I was telling a friend about the Southern tradition of Sunday hospital visits, back when hospitalizations were week-long affairs for the arrival of babies, or surgeries or tests and observations. And I say it was a Southern tradition, but maybe it was more universal than that and I have attached too much regional significance to be strictly accurate. 

My parents held great debates on whether to make such visits, weighing their sense of obligation against their longing for Sunday naps.  But we were in the habit of going to church each Sunday and then to one of the grandmothers for lunch, and they thought, well, since they were still dressed up probably they should go. 

But if they were going, they shouldn’t piddle around,  because my mother’s feet hurt and she wanted out of those shoes.

I remember these discussions clearly because our Sunday afternoon fate hung in the balance.  We would get a little more time at our grandmother’s while they made their calls, and that was fine by us. We might have held secret discussions of our own, wondering if we might squeeze in a whole afternoon without parents bugging us about “school tomorrow,” those dreadful, dreadful words. 

My grandmother, on the other hand, loved such visits and sometimes it was she who had to make her hospital rounds as she rushed Sunday dinner and shooed us out the door. In those days, if she was lucky and the prayer list long, she might get to hit both hospitals in town. 

She loved gory and disgusting procedures and would pump the poor bedridden patient for the details she would later spill for all and sundry at canasta on Monday.

I imagine the Sunday hospital patient was eager to tell her all about it, just for a little attention,  since it was not uncommon for the room to be full of well-wishers talking to each other and not the poor patient in the hospital bed. 

I was indoctrinated in the practice early, when my grandmother sometimes dragged me along.   I hated it. I almost never knew the person, but that didn’t keep my grandmother from pushing me toward the bed to say hello.  As more people arrived I circled back to a corner and watched as whole parties and gabfests erupted, the poor patient clearly wanting only ice chips and to be left alone. 

Or worse, the visitors would gather around the foot of the bed with an expectant air as if the one in the bed was the afternoon’s entertainment. What was the thinking back there in the Sixties, the Seventies? But maybe, in a way, going to see someone in the hospital was a kind of entertainment, really, what with blue laws and bad afternoon TV.

The best hospital visitors I ever saw were my sister-in-law’s parents.  My father, nearing the end of his life, was again in the hospital and they arrived early on a Sunday afternoon, not to visit, but to check on him.

First they poked their head in the door to see how things were, then, holding hands, they took a few steps inside the room, refused  to sit down, said they just wanted to say hello and see for themselves how he was doing.  They asked if we needed anything, gave their good wishes, and took their leave.
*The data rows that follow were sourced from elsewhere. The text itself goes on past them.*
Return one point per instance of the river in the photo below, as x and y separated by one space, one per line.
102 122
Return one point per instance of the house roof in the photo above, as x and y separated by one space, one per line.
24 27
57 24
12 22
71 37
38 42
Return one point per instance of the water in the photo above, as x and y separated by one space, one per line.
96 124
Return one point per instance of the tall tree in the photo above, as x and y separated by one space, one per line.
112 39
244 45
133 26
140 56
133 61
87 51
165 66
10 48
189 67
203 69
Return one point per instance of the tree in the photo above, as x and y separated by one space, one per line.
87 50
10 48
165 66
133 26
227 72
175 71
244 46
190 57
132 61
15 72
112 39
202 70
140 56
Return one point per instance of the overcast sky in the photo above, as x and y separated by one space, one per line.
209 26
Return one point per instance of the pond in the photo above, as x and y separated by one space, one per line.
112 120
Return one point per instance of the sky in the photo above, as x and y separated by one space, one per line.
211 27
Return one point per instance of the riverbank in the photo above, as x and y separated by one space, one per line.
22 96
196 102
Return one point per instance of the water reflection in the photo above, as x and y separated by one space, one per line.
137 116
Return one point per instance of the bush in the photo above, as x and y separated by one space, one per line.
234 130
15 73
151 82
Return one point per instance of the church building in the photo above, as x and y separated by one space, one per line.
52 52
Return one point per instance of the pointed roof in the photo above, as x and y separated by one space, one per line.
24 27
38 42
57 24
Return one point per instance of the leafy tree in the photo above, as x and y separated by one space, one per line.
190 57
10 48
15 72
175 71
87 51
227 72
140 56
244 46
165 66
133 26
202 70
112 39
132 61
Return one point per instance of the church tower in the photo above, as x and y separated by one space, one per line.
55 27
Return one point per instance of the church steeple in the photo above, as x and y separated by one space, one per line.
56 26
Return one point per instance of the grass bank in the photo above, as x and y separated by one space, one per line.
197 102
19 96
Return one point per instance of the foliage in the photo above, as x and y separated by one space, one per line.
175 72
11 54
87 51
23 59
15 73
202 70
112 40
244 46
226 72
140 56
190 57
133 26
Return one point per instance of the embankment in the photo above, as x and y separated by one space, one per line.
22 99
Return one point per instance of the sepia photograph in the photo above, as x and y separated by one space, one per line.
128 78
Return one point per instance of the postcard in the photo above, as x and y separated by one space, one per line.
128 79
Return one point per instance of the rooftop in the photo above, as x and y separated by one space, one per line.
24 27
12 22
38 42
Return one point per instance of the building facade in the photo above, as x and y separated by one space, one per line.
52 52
It was such a classy move, warm and considerate, that I haven’t forgotten it.  In fact, in moments of boredom I have dissected it, deconstructing every move.  For example, the hand-holding.  While they were an affectionate couple, I believe it also served the purpose of keeping each other in check, to help remember and reinforce the mission, so that if one of them  got too chatty, the other could lead them gently toward the door.

They smiled, asked concerned questions, maybe three or four, expressed their love and concern, then floated out on a cloud of goodwill.  And they generated such goodwill, we almost wished to call them back. 
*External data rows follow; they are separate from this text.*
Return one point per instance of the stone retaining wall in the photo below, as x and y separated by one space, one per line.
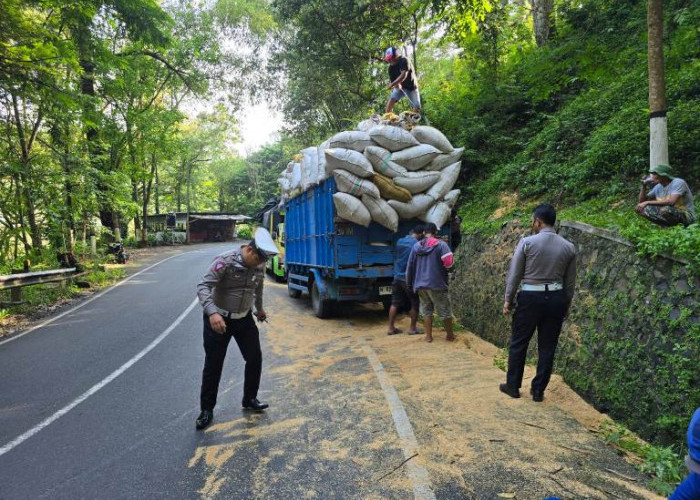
631 345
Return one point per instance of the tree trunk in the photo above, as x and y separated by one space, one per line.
25 175
157 193
658 138
542 20
147 187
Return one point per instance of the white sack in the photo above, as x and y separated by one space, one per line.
381 212
438 214
445 160
366 125
448 178
451 197
380 159
309 167
417 182
351 209
432 136
392 138
353 139
284 184
415 157
354 185
322 173
418 205
350 160
296 176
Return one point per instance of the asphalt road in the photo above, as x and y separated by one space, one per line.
101 404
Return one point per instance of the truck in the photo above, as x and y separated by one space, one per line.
334 260
273 221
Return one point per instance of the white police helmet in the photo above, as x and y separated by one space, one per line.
263 242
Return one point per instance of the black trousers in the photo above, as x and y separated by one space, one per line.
544 311
246 334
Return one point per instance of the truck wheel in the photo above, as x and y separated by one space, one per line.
321 307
Now, of course, even major surgeries and procedures might not require more than a couple of days’ stay.   And Covid limits and sometimes prohibits visitors altogether.  Weekend stays are rarer now, unless they can’t be helped. We designate visitors as we continue Covid precautions, and in most hospitals it is one visitor per customer. 

For the duration. 

And as long as it the visitor of your choosing, you might find that one is quite enough.